“Karaton (Mataram) Surakarta Hadiningrat, Hawya Kongsi Dinulu Wujuding Wewangunan……..” (seri 2 – bersambung)

  • Post author:
  • Post published:August 26, 2022
  • Post category:Budaya
  • Reading time:9 mins read

Pagelaran Sasana Sumewa, Tempatnya (Mencari) Keadilan

IMNEWS.ID – SETELAH dari Alun-alun Lor tempat memahami makna kehidupan yang hanya ada dua hal sebagai pasangannya mirip simbol “plus dan minus”  (iMNews.id, 22/8), “perjalanan hidup” manusia selanjutnya sampai pada bangunan Pendapa Pagelaran Sasana Sumewa yang sebelum Sinuhun Paku Buwana (PB) X bertahta atau jumeneng nata (1893-1939), bernama “Tratag Rambat” yang dibangun Sinuhun PB untuk menaungi Bangsal Pangrawit, hanya berupa hamparan pasir dan bertiang bambu dan diberi peneduh “tarub” terdiri dari rumbai dan “dami”. Sebagai ilustrasi, Tratag Rambat yang sejak awal fungsinya sebagai tempat pisowanan agung itu, kemudian direnovasi Sinuhun PB X saat berusia 48 tahun, dan tempat itu diberi nama Pendapa Pagelaran Sasana Sumewa dengan 48 buah saka guru (tiang penyangga-Red) berukuran besar kombinasi antara pasangan batu-bata dan besi, serta tinggi lantainya dinaikkan 1,5 meter dari semula.
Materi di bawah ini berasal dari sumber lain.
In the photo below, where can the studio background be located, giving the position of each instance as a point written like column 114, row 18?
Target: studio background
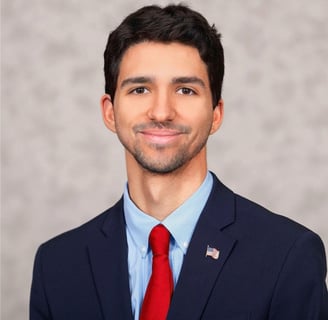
column 61, row 166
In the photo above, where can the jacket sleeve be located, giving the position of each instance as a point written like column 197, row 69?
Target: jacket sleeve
column 39, row 308
column 301, row 291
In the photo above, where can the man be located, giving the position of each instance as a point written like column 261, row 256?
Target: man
column 228, row 257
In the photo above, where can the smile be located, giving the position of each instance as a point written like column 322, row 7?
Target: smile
column 162, row 136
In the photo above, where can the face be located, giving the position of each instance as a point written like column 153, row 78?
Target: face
column 162, row 112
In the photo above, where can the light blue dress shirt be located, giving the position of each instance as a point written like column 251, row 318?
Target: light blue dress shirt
column 181, row 224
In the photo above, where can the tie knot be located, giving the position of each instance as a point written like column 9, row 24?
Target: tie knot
column 159, row 240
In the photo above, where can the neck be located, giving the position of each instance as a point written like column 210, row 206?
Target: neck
column 160, row 194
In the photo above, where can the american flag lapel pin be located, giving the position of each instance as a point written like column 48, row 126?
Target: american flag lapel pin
column 212, row 252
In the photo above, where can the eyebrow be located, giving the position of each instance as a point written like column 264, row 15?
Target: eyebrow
column 136, row 80
column 176, row 80
column 186, row 80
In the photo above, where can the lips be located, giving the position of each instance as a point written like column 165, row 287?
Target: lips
column 160, row 136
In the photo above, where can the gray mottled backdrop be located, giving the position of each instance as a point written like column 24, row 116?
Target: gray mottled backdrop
column 61, row 166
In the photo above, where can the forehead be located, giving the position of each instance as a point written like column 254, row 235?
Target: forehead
column 161, row 60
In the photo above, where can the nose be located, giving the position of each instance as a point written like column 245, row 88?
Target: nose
column 162, row 107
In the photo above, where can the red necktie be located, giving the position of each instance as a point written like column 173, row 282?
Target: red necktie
column 157, row 298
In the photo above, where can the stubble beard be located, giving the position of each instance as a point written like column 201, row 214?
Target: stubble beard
column 165, row 165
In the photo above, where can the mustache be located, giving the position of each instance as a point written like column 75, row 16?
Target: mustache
column 162, row 125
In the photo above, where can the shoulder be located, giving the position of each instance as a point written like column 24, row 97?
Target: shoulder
column 256, row 224
column 78, row 237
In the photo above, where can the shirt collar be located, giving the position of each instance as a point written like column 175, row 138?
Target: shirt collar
column 181, row 222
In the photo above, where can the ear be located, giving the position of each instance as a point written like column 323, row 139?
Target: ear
column 218, row 112
column 107, row 110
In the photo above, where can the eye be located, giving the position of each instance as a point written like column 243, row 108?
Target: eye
column 186, row 91
column 139, row 90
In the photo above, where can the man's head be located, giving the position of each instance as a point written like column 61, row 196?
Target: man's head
column 174, row 23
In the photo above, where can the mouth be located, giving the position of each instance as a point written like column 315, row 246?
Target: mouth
column 160, row 136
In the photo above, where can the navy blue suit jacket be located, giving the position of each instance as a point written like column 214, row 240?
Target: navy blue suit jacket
column 269, row 267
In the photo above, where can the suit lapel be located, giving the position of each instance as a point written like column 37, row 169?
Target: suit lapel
column 199, row 273
column 108, row 256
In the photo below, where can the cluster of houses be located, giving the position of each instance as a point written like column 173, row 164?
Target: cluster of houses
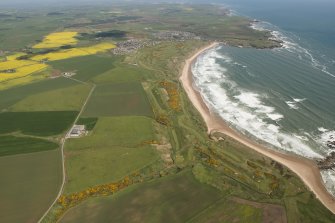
column 129, row 46
column 77, row 131
column 176, row 36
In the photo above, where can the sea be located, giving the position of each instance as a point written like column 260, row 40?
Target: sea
column 283, row 97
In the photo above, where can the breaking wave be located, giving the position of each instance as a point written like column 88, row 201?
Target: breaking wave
column 245, row 109
column 292, row 46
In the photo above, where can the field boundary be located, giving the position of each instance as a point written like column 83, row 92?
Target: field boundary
column 63, row 140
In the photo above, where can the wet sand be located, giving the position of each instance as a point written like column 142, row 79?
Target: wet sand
column 306, row 169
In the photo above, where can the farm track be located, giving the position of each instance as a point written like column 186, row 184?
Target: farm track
column 63, row 140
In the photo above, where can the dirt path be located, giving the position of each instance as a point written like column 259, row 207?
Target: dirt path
column 63, row 140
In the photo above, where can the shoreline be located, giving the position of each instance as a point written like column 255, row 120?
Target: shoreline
column 306, row 169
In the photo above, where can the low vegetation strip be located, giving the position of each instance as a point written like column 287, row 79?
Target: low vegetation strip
column 12, row 145
column 57, row 39
column 36, row 123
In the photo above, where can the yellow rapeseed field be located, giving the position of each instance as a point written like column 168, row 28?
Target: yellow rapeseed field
column 15, row 56
column 13, row 64
column 57, row 39
column 75, row 52
column 22, row 71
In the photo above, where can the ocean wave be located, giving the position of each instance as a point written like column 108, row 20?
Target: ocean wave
column 328, row 177
column 327, row 138
column 244, row 109
column 294, row 103
column 290, row 45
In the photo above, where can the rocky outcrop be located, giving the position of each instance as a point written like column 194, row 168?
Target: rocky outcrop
column 327, row 163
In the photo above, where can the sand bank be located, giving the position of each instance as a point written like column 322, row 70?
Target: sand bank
column 306, row 169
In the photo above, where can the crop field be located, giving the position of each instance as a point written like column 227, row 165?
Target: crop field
column 118, row 99
column 11, row 96
column 90, row 167
column 25, row 80
column 100, row 157
column 11, row 145
column 86, row 67
column 172, row 199
column 57, row 39
column 74, row 52
column 22, row 72
column 123, row 131
column 123, row 73
column 36, row 123
column 88, row 122
column 29, row 183
column 15, row 69
column 64, row 99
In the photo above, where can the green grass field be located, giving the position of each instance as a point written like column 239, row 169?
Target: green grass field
column 172, row 199
column 101, row 156
column 64, row 99
column 11, row 145
column 12, row 96
column 29, row 184
column 123, row 72
column 90, row 167
column 88, row 122
column 86, row 67
column 118, row 99
column 123, row 131
column 178, row 198
column 36, row 123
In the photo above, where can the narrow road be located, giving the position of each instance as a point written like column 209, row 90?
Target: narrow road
column 63, row 140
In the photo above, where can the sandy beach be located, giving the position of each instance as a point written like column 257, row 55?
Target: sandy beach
column 306, row 169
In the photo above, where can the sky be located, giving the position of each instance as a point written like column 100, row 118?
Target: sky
column 32, row 3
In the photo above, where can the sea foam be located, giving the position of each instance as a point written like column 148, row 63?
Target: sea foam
column 243, row 109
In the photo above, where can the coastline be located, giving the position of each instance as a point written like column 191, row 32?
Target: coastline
column 306, row 169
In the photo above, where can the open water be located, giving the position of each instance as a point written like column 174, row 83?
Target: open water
column 282, row 97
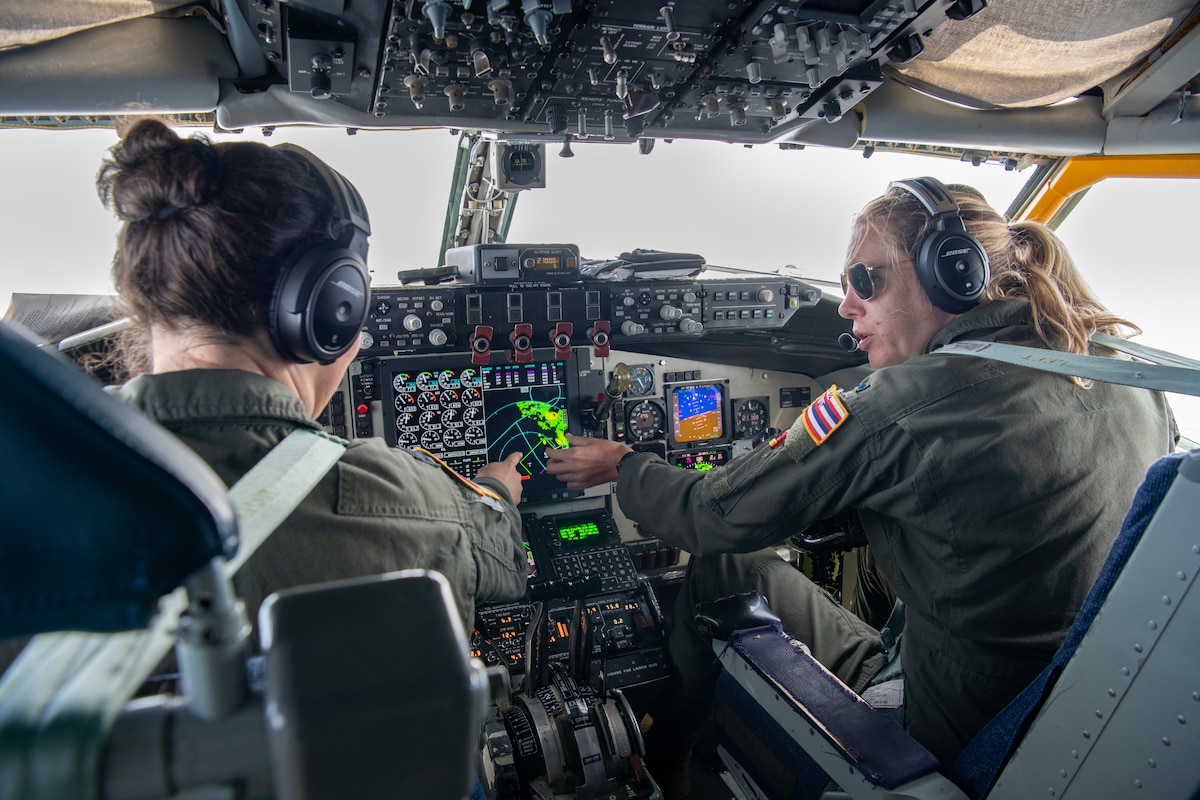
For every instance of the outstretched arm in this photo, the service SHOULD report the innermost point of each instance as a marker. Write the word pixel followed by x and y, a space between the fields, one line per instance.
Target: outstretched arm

“Sesudah memahami suasana di dunia yang hanya ada dua, manusia dituntun lagi untuk melangkah maju (ke arah selatan-Red) menuju Pendapa Pagelaran Sasana Sumewa. Kata sumewa berarti sowan atau menghadap. Sasana berbentuk pendapa adalah tempat. Jadi, tempat itu merupakan tempat pisowanan agung. Untuk apa pisowanan diadakan?. Tempat Sinuhun Paku Buwana mengundangkan berbagai jenis peraturan, sekaligus tempat untuk memberikan rasa keadilan bagi seluruh warga negara Mataram. Yang berprestasi diberi hadiah/penghargaan, di antaranya pemberian jabatan/pangkat sekaligus pelantikan/penetapannya. Bagi yang bersalah, juga diputuskan hukumannya di situ,” tandas KP Budayaningrat, yang dihubungi iMNews.id, tadi siang.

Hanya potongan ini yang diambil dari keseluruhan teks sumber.